How Credit Scores Are Calculated and How To Interpret Them

How credit scores are calculated and how to interpret them.

A credit score is an indicator of how well you have managed credit in the past and a predictor of how risky you are as a borrower.

So, it is important to understand how your credit scores are calculated if you’re interested in improving it.

In this post, we’ll look at the factors that are considered in calculating your credit scores, what a good credit score is and how to monitor them.

How is a Credit Score calculated?

Credit scores are computed from the information in your credit report, created by the 2 credit bureaus in Canada: Equifax and TransUnion.

As you apply for credits and make payments, the credit bureaus collect the information from various lenders to build your credit history.

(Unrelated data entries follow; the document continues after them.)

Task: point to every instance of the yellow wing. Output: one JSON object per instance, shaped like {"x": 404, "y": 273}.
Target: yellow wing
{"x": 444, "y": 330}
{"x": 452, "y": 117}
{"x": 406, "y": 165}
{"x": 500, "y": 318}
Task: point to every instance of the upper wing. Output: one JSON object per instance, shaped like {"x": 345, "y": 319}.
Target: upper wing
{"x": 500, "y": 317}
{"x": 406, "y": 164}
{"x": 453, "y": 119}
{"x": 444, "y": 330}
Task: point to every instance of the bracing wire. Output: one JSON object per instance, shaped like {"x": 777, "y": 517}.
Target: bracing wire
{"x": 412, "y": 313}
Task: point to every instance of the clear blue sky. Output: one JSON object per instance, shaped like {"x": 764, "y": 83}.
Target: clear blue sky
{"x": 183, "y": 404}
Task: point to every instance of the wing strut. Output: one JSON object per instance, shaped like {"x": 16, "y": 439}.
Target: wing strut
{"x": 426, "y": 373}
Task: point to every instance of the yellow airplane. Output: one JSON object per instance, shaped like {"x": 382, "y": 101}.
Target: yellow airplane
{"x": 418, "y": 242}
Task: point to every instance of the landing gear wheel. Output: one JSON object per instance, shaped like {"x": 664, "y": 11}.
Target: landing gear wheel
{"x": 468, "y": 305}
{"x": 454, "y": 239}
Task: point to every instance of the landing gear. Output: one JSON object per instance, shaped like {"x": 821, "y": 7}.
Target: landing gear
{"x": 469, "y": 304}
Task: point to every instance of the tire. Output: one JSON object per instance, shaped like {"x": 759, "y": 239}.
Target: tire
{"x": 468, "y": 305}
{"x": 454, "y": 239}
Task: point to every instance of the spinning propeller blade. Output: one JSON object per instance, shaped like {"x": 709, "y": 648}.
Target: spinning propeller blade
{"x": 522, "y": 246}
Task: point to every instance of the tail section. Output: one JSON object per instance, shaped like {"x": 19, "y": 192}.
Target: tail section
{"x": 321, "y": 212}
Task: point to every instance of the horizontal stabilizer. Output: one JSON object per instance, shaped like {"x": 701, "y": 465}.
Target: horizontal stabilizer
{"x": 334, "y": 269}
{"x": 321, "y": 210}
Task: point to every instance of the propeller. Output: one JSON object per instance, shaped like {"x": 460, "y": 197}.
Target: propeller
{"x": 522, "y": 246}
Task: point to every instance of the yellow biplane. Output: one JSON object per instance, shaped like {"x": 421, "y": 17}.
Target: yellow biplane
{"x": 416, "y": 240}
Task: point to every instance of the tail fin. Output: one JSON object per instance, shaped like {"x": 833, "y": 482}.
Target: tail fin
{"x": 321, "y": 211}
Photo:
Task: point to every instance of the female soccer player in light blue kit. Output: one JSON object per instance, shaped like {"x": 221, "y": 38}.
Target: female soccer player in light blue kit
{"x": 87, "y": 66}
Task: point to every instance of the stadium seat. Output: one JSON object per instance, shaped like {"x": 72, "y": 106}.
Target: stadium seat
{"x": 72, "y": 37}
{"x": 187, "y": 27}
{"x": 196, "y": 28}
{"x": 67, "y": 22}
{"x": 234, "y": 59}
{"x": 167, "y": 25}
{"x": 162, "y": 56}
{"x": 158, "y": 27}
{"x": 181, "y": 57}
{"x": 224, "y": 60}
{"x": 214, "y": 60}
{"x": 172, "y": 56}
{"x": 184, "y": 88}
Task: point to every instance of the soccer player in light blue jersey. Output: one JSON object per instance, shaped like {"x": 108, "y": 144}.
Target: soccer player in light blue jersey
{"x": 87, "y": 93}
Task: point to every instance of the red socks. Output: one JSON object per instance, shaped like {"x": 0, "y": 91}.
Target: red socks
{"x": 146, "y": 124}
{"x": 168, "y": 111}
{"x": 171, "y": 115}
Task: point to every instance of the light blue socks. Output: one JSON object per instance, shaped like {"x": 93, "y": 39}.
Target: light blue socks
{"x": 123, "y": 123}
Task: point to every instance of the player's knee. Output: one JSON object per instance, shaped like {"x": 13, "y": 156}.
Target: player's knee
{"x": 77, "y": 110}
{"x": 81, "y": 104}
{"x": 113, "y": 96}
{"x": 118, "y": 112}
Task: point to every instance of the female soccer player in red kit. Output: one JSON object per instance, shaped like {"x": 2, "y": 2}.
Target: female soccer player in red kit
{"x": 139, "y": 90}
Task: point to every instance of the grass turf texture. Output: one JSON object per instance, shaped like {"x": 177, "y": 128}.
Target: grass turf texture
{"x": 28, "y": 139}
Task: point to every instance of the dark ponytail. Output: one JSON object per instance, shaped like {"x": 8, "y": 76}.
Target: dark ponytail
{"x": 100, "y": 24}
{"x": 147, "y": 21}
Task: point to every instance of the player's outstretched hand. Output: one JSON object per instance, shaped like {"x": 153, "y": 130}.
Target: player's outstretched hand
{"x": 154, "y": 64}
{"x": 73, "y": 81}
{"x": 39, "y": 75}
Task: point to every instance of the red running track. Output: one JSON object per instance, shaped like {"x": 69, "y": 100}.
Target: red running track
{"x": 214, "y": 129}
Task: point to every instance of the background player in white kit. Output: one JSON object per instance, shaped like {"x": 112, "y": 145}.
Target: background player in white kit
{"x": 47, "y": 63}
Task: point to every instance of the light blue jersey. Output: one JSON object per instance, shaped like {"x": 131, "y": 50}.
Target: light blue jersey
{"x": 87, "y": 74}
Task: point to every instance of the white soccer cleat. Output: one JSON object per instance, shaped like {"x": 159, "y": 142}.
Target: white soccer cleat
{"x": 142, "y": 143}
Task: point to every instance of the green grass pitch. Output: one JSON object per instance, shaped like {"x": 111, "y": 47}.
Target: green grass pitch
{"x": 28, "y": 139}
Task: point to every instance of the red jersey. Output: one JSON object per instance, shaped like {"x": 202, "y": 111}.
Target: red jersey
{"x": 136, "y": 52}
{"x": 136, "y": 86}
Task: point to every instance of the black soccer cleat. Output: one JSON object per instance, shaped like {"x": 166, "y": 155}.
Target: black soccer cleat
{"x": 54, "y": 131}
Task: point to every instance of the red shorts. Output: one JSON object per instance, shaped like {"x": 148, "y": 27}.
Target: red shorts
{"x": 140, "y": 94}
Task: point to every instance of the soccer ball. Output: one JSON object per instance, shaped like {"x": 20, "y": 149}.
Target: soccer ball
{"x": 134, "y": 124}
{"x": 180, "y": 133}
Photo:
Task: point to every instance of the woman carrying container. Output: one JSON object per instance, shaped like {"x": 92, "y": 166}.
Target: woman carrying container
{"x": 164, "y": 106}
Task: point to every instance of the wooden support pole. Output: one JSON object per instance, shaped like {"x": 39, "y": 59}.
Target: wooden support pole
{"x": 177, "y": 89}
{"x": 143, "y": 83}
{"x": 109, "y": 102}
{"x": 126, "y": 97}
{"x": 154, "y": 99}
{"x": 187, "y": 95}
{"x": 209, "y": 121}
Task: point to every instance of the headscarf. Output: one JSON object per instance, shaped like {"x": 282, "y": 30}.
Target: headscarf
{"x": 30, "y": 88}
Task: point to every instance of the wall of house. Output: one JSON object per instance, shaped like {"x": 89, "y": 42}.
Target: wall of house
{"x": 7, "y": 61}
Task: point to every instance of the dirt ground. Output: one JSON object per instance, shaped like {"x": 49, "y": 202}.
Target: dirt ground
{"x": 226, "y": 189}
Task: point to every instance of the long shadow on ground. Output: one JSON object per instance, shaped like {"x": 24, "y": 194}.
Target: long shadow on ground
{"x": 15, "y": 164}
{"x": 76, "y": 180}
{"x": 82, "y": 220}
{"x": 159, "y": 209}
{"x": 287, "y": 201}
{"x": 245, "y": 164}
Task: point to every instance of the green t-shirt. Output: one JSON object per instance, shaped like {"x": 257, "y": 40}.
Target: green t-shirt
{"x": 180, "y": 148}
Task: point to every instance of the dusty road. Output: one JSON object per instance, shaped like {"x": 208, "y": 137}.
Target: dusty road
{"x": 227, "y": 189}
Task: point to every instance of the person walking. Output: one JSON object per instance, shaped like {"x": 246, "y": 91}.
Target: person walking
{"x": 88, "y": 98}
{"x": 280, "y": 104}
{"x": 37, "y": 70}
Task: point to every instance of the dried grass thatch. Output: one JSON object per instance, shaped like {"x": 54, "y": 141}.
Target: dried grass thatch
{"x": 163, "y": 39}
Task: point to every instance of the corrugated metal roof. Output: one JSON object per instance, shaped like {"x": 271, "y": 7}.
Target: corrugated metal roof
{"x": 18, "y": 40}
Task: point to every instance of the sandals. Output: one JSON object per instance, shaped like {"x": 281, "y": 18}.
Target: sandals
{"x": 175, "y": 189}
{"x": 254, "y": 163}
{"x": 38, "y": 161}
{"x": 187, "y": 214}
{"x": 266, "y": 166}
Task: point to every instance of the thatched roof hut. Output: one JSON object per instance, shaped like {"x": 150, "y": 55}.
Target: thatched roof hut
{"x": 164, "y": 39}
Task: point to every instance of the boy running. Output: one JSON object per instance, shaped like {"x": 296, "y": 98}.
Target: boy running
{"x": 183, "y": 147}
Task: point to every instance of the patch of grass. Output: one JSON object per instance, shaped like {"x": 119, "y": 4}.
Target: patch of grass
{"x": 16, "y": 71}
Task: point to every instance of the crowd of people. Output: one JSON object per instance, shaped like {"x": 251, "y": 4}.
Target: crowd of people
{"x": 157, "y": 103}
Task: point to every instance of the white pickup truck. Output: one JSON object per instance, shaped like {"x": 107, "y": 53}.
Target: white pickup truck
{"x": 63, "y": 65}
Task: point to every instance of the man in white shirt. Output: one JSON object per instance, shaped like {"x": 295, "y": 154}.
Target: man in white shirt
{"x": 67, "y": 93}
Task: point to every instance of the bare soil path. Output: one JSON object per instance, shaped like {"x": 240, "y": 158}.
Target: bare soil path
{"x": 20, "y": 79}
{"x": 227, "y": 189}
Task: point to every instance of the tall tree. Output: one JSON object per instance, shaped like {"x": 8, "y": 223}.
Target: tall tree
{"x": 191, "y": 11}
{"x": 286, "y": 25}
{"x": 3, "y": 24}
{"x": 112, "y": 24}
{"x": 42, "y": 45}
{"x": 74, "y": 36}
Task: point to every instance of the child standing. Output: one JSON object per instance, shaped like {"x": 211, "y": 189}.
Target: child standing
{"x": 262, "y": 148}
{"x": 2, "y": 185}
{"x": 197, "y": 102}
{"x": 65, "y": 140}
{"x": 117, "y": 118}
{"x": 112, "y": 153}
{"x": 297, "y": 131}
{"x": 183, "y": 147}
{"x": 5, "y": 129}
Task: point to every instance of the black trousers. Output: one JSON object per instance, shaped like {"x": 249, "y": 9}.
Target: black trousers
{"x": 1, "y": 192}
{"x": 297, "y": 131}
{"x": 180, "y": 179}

The exact formula or model used by the agencies is unknown – they are proprietary information. But the main factors and their weights are known and explained in detail below

How credit scores are calculated. The factors and their weights

1. Payment History – 35%

The most important factor that is considered in calculating your credit score is your payment history.

With payment history accounting for 35% of your credit score, maintaining a clean history is very vital.

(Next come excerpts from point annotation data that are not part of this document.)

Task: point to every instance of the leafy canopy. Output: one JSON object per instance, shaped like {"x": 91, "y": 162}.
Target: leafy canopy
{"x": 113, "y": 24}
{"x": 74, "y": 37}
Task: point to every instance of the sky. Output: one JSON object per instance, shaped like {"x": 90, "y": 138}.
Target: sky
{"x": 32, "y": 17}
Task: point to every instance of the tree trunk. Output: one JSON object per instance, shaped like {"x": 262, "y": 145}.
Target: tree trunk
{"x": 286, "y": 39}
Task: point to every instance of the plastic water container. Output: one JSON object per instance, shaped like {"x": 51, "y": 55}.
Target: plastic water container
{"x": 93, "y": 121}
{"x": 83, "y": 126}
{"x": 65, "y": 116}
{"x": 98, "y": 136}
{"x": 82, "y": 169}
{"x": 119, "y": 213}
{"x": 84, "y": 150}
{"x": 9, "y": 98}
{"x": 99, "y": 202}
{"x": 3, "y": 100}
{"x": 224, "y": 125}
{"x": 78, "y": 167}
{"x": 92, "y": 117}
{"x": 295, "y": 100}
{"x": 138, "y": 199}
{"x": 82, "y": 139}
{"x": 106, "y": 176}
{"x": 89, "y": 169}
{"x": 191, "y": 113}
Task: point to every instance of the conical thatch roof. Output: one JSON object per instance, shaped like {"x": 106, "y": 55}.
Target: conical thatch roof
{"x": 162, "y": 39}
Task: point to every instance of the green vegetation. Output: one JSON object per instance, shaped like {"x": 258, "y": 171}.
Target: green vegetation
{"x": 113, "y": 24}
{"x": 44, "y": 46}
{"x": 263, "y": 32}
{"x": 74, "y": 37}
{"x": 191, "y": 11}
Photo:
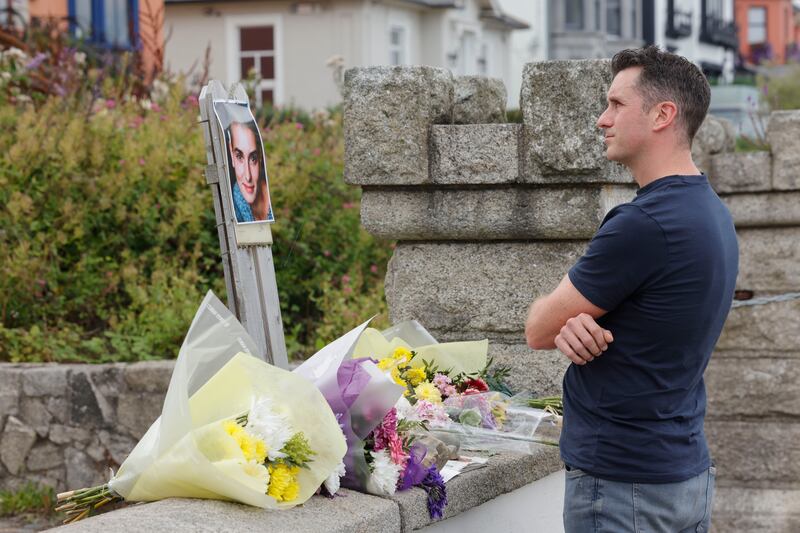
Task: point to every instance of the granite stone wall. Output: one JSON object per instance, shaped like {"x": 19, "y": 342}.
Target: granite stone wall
{"x": 489, "y": 215}
{"x": 65, "y": 426}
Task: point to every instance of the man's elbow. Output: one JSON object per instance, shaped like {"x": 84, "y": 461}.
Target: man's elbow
{"x": 533, "y": 333}
{"x": 538, "y": 342}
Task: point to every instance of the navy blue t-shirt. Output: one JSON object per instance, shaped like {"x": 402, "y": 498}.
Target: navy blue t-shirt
{"x": 664, "y": 266}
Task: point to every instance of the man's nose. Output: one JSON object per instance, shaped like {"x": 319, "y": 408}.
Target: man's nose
{"x": 602, "y": 121}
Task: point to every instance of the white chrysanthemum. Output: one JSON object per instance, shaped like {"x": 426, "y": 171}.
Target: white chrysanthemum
{"x": 332, "y": 483}
{"x": 264, "y": 422}
{"x": 404, "y": 408}
{"x": 385, "y": 473}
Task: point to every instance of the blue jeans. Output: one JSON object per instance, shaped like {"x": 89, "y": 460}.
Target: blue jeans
{"x": 594, "y": 505}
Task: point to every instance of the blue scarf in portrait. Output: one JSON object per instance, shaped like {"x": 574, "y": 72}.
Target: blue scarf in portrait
{"x": 243, "y": 211}
{"x": 242, "y": 208}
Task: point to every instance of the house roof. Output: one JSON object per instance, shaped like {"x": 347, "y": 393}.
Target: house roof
{"x": 434, "y": 3}
{"x": 490, "y": 9}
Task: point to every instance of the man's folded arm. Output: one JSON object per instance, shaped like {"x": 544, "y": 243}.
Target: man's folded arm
{"x": 548, "y": 314}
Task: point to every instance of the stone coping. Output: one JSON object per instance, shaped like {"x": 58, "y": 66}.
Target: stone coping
{"x": 348, "y": 512}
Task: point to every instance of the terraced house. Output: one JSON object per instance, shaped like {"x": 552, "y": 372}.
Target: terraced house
{"x": 297, "y": 48}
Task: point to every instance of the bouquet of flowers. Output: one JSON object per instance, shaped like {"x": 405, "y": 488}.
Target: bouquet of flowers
{"x": 232, "y": 428}
{"x": 452, "y": 388}
{"x": 384, "y": 453}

When you have a history of on-time payments on all your debt obligations, it indicates you’re financially responsible and likely to repay any new debt in the future. On the other hand, late and missed payments, especially when frequent, are a big red flag.

To understand how important the payment history is, consider this example: your score may drop by up to 100 points the first time you miss a payment, even if you had a good credit score before.

If you’re struggling to meet your payment obligations, it’s better to arrange for a deferral with your creditors than miss a payment.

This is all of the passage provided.